Let’s get started by loading them now.
# loading in our packages
library(tidyverse)Warning: package 'tidyverse' was built under R version 4.4.3
Warning: package 'tibble' was built under R version 4.4.2
Warning: package 'tidyr' was built under R version 4.4.2
Warning: package 'readr' was built under R version 4.4.2
Warning: package 'purrr' was built under R version 4.4.3
Warning: package 'dplyr' was built under R version 4.4.3
Warning: package 'stringr' was built under R version 4.4.2
Warning: package 'forcats' was built under R version 4.4.2
Warning: package 'lubridate' was built under R version 4.4.2
── Attaching core tidyverse packages ──────────────────────── tidyverse 2.0.0 ──
✔ dplyr 1.2.0 ✔ readr 2.1.5
✔ forcats 1.0.0 ✔ stringr 1.5.1
✔ ggplot2 3.5.1 ✔ tibble 3.2.1
✔ lubridate 1.9.4 ✔ tidyr 1.3.1
✔ purrr 1.0.4
── Conflicts ────────────────────────────────────────── tidyverse_conflicts() ──
✖ dplyr::filter() masks stats::filter()
✖ dplyr::lag() masks stats::lag()
ℹ Use the conflicted package (<http://conflicted.r-lib.org/>) to force all conflicts to become errors
library(haven)Warning: package 'haven' was built under R version 4.4.2
library(IRdisplay)Data can be created by different programs and stored in different styles - these are called file types. We can usually tell what kind of file type we are working with by looking at the extension. For example, a text file usually has the extension .txt. The data we will be using in this course is commonly stored in Stata, Excel, text, or comma-separated variables (csv) files. These have the following types:
- .dta for a Stata data file;
- .xls or .xlsx for an Excel file;
- .txt for a text file;
- .csv for a comma-separated variables file.

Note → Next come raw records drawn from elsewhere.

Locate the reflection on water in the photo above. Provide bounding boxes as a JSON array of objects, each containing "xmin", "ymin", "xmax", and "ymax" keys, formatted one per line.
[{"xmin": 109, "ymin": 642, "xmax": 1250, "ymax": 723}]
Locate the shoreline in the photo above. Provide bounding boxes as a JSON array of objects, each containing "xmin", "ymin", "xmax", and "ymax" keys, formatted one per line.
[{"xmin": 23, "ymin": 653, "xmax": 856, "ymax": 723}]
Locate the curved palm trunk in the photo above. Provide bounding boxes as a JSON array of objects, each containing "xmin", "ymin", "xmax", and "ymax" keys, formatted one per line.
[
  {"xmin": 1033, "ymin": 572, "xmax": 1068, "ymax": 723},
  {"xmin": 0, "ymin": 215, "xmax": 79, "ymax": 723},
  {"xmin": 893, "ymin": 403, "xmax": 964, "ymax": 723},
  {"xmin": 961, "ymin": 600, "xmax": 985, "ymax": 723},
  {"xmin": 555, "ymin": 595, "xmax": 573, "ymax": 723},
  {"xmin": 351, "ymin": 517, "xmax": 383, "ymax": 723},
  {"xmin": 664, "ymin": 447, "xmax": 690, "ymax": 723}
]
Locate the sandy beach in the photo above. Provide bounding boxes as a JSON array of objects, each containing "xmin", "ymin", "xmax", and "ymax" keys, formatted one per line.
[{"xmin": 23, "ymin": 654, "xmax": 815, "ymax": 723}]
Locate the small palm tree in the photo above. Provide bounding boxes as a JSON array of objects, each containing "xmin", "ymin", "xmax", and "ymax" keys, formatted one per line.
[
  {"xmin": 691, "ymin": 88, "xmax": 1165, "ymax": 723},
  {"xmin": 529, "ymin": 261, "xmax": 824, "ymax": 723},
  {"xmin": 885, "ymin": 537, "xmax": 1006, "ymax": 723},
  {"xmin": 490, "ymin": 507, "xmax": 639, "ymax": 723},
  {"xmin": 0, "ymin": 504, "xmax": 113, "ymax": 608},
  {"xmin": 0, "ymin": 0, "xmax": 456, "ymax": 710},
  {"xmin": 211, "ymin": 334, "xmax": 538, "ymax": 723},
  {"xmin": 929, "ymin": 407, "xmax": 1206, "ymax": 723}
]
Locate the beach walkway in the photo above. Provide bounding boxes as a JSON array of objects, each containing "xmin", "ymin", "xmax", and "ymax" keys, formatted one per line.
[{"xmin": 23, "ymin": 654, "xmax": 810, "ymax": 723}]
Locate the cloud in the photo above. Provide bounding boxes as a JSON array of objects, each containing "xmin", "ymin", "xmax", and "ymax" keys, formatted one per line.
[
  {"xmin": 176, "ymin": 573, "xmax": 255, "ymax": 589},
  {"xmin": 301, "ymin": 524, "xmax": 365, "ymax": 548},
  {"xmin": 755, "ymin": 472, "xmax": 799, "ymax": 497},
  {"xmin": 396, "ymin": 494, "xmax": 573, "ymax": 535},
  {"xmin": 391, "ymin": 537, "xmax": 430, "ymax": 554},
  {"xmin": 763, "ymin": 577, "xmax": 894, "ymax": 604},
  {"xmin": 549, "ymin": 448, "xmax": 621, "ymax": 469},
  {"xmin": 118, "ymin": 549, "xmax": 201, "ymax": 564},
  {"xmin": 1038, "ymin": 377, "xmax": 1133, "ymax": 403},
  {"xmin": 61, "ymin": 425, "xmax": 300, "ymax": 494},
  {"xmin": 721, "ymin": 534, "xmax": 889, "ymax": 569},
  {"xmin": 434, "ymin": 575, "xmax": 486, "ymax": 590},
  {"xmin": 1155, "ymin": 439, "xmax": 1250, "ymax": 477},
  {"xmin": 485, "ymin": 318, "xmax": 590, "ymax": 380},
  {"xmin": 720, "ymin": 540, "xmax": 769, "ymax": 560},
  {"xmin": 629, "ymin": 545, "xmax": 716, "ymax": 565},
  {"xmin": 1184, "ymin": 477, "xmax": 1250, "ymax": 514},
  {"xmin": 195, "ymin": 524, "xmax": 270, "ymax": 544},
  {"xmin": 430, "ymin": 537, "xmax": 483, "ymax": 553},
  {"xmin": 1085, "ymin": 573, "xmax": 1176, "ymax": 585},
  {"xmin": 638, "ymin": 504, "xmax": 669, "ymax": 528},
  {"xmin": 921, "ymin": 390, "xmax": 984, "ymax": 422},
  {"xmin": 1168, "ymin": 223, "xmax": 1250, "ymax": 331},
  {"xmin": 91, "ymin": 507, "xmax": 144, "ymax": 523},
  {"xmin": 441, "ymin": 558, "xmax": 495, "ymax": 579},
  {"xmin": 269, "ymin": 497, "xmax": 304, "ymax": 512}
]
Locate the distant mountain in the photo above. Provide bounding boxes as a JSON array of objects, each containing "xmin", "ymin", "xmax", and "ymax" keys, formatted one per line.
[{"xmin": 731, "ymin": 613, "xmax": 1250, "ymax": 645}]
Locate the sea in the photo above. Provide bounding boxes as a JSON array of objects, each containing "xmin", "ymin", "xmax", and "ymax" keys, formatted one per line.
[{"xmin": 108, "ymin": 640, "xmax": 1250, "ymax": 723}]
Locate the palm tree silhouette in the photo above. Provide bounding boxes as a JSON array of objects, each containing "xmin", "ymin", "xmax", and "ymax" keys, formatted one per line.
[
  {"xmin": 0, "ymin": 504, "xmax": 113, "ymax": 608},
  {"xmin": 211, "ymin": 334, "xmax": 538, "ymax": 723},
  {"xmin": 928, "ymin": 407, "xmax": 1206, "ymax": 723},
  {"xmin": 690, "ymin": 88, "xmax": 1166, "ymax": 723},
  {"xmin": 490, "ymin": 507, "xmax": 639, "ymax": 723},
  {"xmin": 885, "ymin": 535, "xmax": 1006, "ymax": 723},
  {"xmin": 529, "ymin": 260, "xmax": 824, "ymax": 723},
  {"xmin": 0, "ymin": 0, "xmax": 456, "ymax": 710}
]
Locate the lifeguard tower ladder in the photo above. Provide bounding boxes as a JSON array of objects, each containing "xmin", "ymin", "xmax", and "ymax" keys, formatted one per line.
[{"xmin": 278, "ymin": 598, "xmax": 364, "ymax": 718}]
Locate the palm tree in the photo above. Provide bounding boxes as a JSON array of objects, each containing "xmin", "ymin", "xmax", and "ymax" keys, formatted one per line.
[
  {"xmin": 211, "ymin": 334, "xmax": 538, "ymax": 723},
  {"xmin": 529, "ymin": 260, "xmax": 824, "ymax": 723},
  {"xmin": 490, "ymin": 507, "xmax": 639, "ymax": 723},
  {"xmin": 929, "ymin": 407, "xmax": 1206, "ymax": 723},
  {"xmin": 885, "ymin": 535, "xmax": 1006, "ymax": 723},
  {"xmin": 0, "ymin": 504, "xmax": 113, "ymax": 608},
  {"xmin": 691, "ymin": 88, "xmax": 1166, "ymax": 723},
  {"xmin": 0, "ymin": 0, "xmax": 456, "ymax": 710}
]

To load any data set, we need to use the appropriate function in order to specify to R the format in which the data is stored:
- To load a .csv file, we use the command
read_csv("file name"). - To load a STATA data file, we use the command
read_dta("file name"). - To load an Excel file, we use the command
read_excel("file name"). - To load a text file, we use the command
read_table("file name", header = FALSE).- The header argument specifies whether or not we have specified column names in our data file.
- There exist many other commands to import different types of data files. Feel free to research other shortcuts that might help you with whatever data you are using!

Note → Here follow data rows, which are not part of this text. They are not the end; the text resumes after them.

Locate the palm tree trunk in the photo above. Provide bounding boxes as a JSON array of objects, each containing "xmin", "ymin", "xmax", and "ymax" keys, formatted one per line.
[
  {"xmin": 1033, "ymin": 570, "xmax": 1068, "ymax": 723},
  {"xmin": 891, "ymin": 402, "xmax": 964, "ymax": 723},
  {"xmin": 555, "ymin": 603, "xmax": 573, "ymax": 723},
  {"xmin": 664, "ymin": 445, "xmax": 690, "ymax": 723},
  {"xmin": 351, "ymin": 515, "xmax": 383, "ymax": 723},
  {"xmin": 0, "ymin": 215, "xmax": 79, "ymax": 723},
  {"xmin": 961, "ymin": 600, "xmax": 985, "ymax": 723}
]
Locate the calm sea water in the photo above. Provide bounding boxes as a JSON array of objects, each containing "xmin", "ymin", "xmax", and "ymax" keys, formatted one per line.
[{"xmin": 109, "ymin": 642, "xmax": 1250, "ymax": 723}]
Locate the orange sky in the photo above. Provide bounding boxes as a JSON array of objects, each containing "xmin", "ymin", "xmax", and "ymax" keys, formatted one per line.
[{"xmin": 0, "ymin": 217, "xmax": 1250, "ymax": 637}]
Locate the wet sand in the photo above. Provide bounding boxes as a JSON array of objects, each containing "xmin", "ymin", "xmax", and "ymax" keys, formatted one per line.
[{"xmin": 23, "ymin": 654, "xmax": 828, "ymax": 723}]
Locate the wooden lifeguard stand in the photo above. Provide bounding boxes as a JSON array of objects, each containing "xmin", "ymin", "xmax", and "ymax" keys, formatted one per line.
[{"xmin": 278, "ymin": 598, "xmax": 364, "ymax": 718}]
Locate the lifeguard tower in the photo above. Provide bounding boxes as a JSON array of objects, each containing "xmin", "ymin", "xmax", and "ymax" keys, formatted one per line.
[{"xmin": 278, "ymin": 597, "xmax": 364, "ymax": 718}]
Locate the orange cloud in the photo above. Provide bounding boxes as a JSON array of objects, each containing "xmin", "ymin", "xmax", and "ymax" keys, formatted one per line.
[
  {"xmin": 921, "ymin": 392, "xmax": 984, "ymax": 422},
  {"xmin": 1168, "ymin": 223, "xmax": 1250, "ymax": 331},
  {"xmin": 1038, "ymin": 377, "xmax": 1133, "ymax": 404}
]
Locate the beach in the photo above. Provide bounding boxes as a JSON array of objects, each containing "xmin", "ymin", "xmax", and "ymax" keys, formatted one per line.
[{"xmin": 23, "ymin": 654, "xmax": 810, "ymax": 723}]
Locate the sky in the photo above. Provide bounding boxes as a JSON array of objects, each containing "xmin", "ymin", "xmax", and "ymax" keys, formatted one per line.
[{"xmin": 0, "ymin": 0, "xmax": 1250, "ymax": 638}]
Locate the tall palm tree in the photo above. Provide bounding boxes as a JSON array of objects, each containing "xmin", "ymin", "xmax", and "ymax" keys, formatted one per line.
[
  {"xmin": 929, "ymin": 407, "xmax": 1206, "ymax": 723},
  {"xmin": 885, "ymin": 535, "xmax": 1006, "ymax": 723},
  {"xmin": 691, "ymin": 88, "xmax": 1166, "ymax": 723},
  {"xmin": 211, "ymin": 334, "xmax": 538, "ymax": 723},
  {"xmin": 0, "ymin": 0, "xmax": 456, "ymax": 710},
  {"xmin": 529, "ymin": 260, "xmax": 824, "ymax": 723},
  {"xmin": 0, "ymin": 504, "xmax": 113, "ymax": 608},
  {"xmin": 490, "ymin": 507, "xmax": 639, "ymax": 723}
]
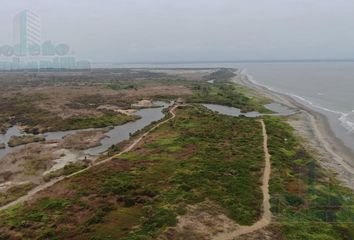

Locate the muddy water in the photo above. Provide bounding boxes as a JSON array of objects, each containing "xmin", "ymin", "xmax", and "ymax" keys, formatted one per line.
[{"xmin": 0, "ymin": 102, "xmax": 170, "ymax": 159}]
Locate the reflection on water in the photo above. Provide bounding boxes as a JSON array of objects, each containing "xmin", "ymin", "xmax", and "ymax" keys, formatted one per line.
[
  {"xmin": 85, "ymin": 102, "xmax": 169, "ymax": 155},
  {"xmin": 0, "ymin": 102, "xmax": 170, "ymax": 159}
]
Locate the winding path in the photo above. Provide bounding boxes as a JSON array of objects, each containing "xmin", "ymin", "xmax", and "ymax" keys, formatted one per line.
[
  {"xmin": 0, "ymin": 104, "xmax": 180, "ymax": 211},
  {"xmin": 214, "ymin": 120, "xmax": 272, "ymax": 240}
]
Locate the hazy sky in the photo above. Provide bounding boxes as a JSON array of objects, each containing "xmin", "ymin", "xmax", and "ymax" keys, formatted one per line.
[{"xmin": 0, "ymin": 0, "xmax": 354, "ymax": 62}]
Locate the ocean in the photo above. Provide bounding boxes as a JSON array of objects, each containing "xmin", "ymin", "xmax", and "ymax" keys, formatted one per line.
[
  {"xmin": 93, "ymin": 61, "xmax": 354, "ymax": 151},
  {"xmin": 241, "ymin": 62, "xmax": 354, "ymax": 150}
]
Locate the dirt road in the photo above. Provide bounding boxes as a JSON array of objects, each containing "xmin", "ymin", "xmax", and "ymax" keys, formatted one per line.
[{"xmin": 214, "ymin": 120, "xmax": 272, "ymax": 240}]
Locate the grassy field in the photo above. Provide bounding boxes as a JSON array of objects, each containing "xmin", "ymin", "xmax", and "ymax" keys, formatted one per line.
[
  {"xmin": 266, "ymin": 118, "xmax": 354, "ymax": 240},
  {"xmin": 0, "ymin": 106, "xmax": 264, "ymax": 239}
]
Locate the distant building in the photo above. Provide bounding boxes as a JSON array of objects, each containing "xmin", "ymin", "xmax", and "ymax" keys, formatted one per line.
[{"xmin": 13, "ymin": 10, "xmax": 42, "ymax": 56}]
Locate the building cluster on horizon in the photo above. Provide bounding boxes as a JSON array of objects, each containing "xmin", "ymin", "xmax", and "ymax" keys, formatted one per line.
[{"xmin": 0, "ymin": 10, "xmax": 91, "ymax": 71}]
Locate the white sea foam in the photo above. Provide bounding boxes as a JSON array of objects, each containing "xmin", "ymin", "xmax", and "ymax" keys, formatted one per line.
[{"xmin": 241, "ymin": 69, "xmax": 354, "ymax": 133}]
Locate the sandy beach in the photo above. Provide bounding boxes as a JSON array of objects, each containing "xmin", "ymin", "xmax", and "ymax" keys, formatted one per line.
[{"xmin": 233, "ymin": 71, "xmax": 354, "ymax": 190}]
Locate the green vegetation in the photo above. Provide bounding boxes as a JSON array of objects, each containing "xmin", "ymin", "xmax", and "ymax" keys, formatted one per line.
[
  {"xmin": 43, "ymin": 162, "xmax": 89, "ymax": 182},
  {"xmin": 8, "ymin": 135, "xmax": 45, "ymax": 147},
  {"xmin": 0, "ymin": 105, "xmax": 264, "ymax": 240},
  {"xmin": 0, "ymin": 183, "xmax": 34, "ymax": 206},
  {"xmin": 0, "ymin": 95, "xmax": 138, "ymax": 134},
  {"xmin": 187, "ymin": 69, "xmax": 271, "ymax": 113},
  {"xmin": 266, "ymin": 118, "xmax": 354, "ymax": 240}
]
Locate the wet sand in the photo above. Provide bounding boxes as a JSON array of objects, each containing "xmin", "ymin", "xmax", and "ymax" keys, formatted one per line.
[{"xmin": 233, "ymin": 72, "xmax": 354, "ymax": 190}]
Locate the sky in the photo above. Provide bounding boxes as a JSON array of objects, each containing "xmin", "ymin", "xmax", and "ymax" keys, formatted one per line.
[{"xmin": 0, "ymin": 0, "xmax": 354, "ymax": 63}]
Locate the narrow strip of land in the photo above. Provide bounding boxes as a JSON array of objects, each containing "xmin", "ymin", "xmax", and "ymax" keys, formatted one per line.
[
  {"xmin": 214, "ymin": 120, "xmax": 272, "ymax": 240},
  {"xmin": 0, "ymin": 105, "xmax": 179, "ymax": 211}
]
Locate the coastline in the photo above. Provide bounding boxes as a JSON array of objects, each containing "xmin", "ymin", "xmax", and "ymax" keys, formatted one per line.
[{"xmin": 232, "ymin": 71, "xmax": 354, "ymax": 191}]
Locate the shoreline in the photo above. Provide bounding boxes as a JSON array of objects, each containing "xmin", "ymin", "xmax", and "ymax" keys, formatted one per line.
[{"xmin": 232, "ymin": 71, "xmax": 354, "ymax": 191}]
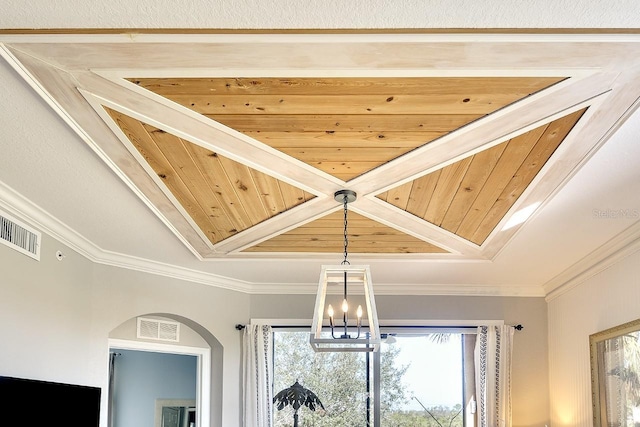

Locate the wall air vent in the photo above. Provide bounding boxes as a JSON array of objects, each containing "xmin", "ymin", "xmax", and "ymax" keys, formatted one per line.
[
  {"xmin": 0, "ymin": 211, "xmax": 42, "ymax": 261},
  {"xmin": 138, "ymin": 317, "xmax": 180, "ymax": 342}
]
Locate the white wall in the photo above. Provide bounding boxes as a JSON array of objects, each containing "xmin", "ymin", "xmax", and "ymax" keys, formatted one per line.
[
  {"xmin": 548, "ymin": 252, "xmax": 640, "ymax": 427},
  {"xmin": 0, "ymin": 235, "xmax": 249, "ymax": 427},
  {"xmin": 0, "ymin": 229, "xmax": 549, "ymax": 427},
  {"xmin": 251, "ymin": 294, "xmax": 549, "ymax": 427}
]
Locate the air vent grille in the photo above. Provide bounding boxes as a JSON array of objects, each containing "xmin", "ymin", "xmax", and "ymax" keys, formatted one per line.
[
  {"xmin": 0, "ymin": 211, "xmax": 42, "ymax": 261},
  {"xmin": 138, "ymin": 317, "xmax": 180, "ymax": 342}
]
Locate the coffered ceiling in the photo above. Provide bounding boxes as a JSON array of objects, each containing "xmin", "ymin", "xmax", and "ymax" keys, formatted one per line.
[{"xmin": 0, "ymin": 31, "xmax": 640, "ymax": 294}]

In this module, we’ll be working with the data set in the "fake_data.dta" files. This data set is simulating information of workers in the years 1982-2012 in a fake country where a training program was introduced in 2003 to boost their earnings.
Let’s read in our data in .dta format now.
# reading in the data
fake_data <- read_dta("../econ490-stata/fake_data.dta") ## .. just tells R to go back one folder.4.3 Viewing Data
Now that we’ve loaded in our data, it’s important to inspect the data. Let’s look at a series of commands which help us to do this.
4.3.1 glimpse and print
The first command we are going to use describes the basic characteristics of the variables in the loaded data set.
glimpse(fake_data)Rows: 138,138
Columns: 11
$ workerid <dbl> 1, 1, 2, 2, 2, 3, 3, 4, 4, 5, 5, 6, 6, 6, 6, 7, 7, 8, 8,…
$ year <dbl> 1999, 2001, 2001, 2002, 2003, 2005, 2010, 1997, 2001, 20…
$ sex <chr> "M", "M", "M", "M", "M", "M", "M", "M", "M", "M", "M", "…
$ age <dbl> 55, 57, 54, 55, 56, 54, 59, 45, 49, 55, 57, 41, 45, 46, …
$ start_year <dbl> 1997, 1997, 2001, 2001, 2001, 2005, 2005, 1997, 1997, 19…
$ region <dbl> 1, 1, 4, 4, 4, 5, 5, 5, 5, 2, 2, 5, 5, 5, 5, 2, 2, 4, 4,…
$ treated <dbl> 0, 0, 0, 0, 0, 0, 0, 1, 1, 1, 1, 0, 0, 0, 0, 0, 0, 0, 0,…
$ earnings <dbl> 39975.008, 278378.062, 18682.600, 293336.406, 111797.258…
$ sample_weight <dbl> 0.26076493, 0.01427392, 0.03218683, 0.47120222, 0.704380…
$ quarter_birth <dbl> 2, 2, 4, 2, 2, 4, 2, 2, 3, 3, 3, 4, 3, 2, 2, 1, 3, 3, 3,…
$ schooling <dbl> 16, 16, 16, 16, 16, 16, 16, 12, 12, 14, 14, 16, 16, 16, …
Alternatively, we can use the print command, which displays the same information as the glimpse command but in horizontal form.
print(fake_data)# A tibble: 138,138 × 11
workerid year sex age start_year region treated earnings sample_weight
<dbl> <dbl> <chr> <dbl> <dbl> <dbl> <dbl> <dbl> <dbl>
1 1 1999 M 55 1997 1 0 39975. 0.261
2 1 2001 M 57 1997 1 0 278378. 0.0143
3 2 2001 M 54 2001 4 0 18683. 0.0322
4 2 2002 M 55 2001 4 0 293336. 0.471
5 2 2003 M 56 2001 4 0 111797. 0.704
6 3 2005 M 54 2005 5 0 88352. 0.356
7 3 2010 M 59 2005 5 0 46230. 0.897
8 4 1997 M 45 1997 5 1 24911. 0.399
9 4 2001 M 49 1997 5 1 9908. 0.552
10 5 2009 M 55 1998 2 1 137207. 0.0144
# ℹ 138,128 more rows
# ℹ 2 more variables: quarter_birth <dbl>, schooling <dbl>
With many variables, this can be harder to read than the glimpse command. Thus, we typically prefer to use the glimpse command.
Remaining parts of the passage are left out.